Le dévouement, le sacrifice, une vie bien remplie, accroissent à la fois nos radiations et notre liberté. Par contre les actes coupables, les offenses, les dommages causes amènent leur diminution. Le résultat se constate d’abord dans l’au-delà, ou le cercle de notre liberté s’élargit ou se restreint, selon notre degré d’avancement, puis dans les renaissances terrestres, ou les âmes coupables, par le simple jeu des forces naturelles, doivent reprendre des corps difformes ou souffreteux. La cécité, les infirmités de toutes sortes, les maladies cruelles, lorsqu’elles ne sont pas choisies comme des moyens plus rapides d’épuration, résultent en général de fautes graves, de crimes commis antérieurement. C’est ainsi que la mesure exacte de notre liberté nous apparait comme la conséquence logique et la sanction des lois de justice et de progrès.
Vous tous qui aspirez à la pleine liberté, appliquez-vous d’abord à restreindre vos besoins physiques, à comprimer vos appétits, à vous détacher des liens qui vous enchainent à la matière et vous sentirez peu à peu s’élargir le cercle de vos conceptions et de vos pouvoirs. Apprenez à développer les qualités rayonnantes de l’Esprit, celles qui assurent sa suprématie sur le mal et préparent son ascension. La captivité dans la chair n’est que temporaire ; comme la vie ailée du papillon se prépare dans la chrysalide, la vie radieuse de l’esprit s’élabore dans la geôle obscure du corps terrestre. Sachez employer l’existence et les moyens d’éducation qu’elle nous offre à faire qu’elle s’épanouisse plus libre et plus belle après la mort. Rappelez-vous que tout s’acquiert par l’effort et la ténacité. Il faut gravir péniblement les pentes ardues qui conduisent à la lumière et au bonheur, car ce qu’on obtient sans difficultés reste sans profit moral et n’apporte aucun enseignement, ne réalise aucun progrès. Il faut les épreuves et la douleur pour que les larmes bienfaisantes adoucissent notre coeur et fassent fondre les aspérités de notre caractère.

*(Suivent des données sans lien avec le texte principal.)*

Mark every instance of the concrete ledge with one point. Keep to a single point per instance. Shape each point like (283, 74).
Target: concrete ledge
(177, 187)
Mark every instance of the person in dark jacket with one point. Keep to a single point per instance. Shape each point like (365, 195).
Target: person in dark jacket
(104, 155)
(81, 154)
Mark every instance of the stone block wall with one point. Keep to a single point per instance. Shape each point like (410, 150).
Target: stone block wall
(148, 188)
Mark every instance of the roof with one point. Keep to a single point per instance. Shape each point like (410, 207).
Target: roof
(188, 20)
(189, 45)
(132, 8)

Habituez-vous à prier, à élever vos pensées, à évoquer les hautes entités de l’espace afin qu’un courant fluidique s’établisse entre vous et les plans supérieurs, alors les inspirations et les forces d’en-haut descendront plus abondamment en vous. Au lieu de contraindre et de limiter votre liberté, elles la développeront dans le sens du bien et vous vous sentirez devenir plus résolus, plus sûrs de vous-mêmes, plus confiants dans la destinée. Vous aurez toute la force morale nécessaire pour repousser les suggestions mauvaises, pour développer votre conscience, votre libre arbitre et arriver à mieux comprendre et mieux pratiquer la grande loi d’amour qui enveloppe tous les êtres et qui est un reflet de Dieu.

 

[1] Voir le Problème de l’Etre et de la Destinée, chapitre 22.